Мне, честно говоря, почти безразлично, из какой чашки пить чай. Вера и Марина, даже если торопятся, обязательно разложат на столе салфетки, отойдут, полюбуются. И в одежде так. Все продумают: сочетаются цвета или не сочетаются, идет одна вещь к другой или нет. У Маринки это с детства. Однажды я кое-как зашила ей варежку. Она погуляла в ней, но придя домой, к моему стыду, сделала мне невольный упрек:
— Я ниточку выдерну. А то варежка желтая, а нитка черная. Некрасиво.
И впрямь было некрасиво.
Почему я задумалась над этим фактом? Разве это связано как-нибудь с восприятием прекрасного в искусстве? Ведь это тема нашего разговора. Прямо, нет. Я знаю людей, чувствующих поэзию и музыку и не обращающих внимания на некрасивые подробности своего быта. И все-таки...
Искусство — одно, жизнь — другое? Кто это сказал? Зачем же возвышаться в концертном зале «до неба» и опускаться после в пучины небрежности? И то, что у Марины, вслед за ее матерью, было и есть действенное желание все делать и перестроить по законам красоты,— прекрасно.
Жизнь и искусство если и можно назвать противоположностями, то диалектическими, взаимопроникающими. И чем больше развито общество, тем сильнее это взаимопроникновение. Начиная с главного — отношений между людьми (мне нравится формула, созданная, кажется, Алексеем Максимовичем Горьким: эстетика — это этика будущего) и кончая средой, условиями нашего существования.
Сплав искусства и быта возник давно. Вспомним об архитектуре: почти столько, сколько человечество помнит себя, оно строило жилище не только как укрытие от непогоды и холода, но и как произведение искусства. Современный дизайн связал в единый узел искусство, науку — медицину, физиологию, житейскую психологию. Наши мебельщики стремятся, чтобы кресло было удобным, не вредило нашей фигуре и радовало глаз, наши модельеры создают одежду по законам и удобства, и красоты.

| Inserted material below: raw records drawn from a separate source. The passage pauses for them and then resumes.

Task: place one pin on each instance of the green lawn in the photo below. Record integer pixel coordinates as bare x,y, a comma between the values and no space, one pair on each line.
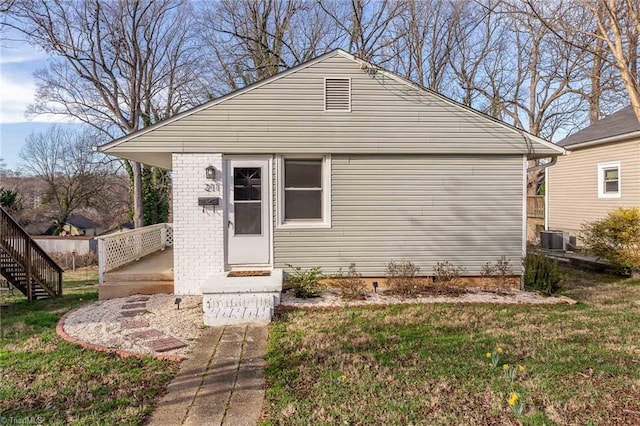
427,364
46,379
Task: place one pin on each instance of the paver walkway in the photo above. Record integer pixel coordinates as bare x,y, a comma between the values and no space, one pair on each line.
221,383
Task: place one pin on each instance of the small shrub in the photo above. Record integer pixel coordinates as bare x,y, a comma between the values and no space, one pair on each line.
446,273
402,279
541,274
616,238
305,282
350,283
497,274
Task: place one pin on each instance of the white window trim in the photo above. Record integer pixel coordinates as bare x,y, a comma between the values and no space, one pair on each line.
324,95
326,194
601,168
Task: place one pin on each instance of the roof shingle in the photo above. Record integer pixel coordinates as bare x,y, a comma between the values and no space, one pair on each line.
619,123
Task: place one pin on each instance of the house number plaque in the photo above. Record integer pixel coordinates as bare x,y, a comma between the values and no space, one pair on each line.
212,187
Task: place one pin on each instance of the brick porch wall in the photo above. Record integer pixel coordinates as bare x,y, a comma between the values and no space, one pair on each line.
198,237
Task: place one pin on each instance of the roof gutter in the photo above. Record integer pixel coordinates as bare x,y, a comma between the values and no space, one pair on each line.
616,138
553,161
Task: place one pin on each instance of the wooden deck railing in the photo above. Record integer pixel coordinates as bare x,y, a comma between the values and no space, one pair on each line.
535,206
121,248
25,261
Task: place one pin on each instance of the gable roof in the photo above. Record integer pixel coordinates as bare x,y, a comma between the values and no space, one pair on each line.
218,129
617,125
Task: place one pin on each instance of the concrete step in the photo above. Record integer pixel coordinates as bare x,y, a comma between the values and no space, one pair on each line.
240,300
238,315
237,300
112,290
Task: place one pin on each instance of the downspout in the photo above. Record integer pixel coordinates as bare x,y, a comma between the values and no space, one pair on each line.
553,161
529,144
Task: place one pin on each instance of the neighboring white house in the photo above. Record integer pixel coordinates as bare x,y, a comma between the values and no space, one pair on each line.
338,161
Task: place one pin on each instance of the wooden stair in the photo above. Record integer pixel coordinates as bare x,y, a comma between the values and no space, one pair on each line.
24,264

Для Марины такое взаимопроникновение искусства и обыденного существования органично. Сейчас, когда она стала сама хозяйкой, женой, матерью, это выявилось особенно ярко. В ее квартире все просто, удобно и очень красиво. Она и ее муж не гоняются за модными «стенками», а строят стеллажи сами — и с какой выдумкой, с каким умением выразить себя, свое отношение к жизни. Скатерти у Марины... вышиты. Да, да, вышиты ею самой — там цветочек, там монограмма, работы всего минут на пятнадцать, все несложно, десяток стежков, но до чего же приятно!

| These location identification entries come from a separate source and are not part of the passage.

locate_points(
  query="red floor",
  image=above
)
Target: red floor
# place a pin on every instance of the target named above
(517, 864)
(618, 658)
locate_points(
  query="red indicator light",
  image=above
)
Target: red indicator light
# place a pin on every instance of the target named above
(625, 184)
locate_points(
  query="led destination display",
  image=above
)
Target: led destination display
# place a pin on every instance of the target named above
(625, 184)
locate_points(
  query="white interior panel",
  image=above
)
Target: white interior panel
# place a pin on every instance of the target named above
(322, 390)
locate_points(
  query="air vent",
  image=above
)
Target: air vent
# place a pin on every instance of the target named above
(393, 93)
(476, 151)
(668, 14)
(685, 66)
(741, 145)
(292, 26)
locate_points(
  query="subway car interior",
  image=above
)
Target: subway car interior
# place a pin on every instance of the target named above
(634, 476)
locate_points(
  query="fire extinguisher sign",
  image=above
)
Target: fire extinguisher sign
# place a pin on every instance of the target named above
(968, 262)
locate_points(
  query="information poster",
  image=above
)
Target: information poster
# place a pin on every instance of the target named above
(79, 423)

Марину не отнесешь к ярым и педантичным любительницам домашних дел. Суп варит между делом, в доме не держит мелких безделушек (собирают пыль), но когда на нее находит «стих» и она затевает генеральную уборку, все в руках горит. Видно, как наслаждается она собственным движением и чистотой, поселившейся в доме, как смотрит на знакомое словно бы со стороны и любуется. Помню, по дому Марина уже в детстве работала немало. Уже лет с двенадцати Вера поручала ей весеннюю генеральную уборку дома — с мытьем окон и стен на кухне.
...Маринка раскраснелась, повалилась на стул:
— Ох, устала. Но посмотрите, какое стекло! Блеск, да? А дышится как в комнате сразу!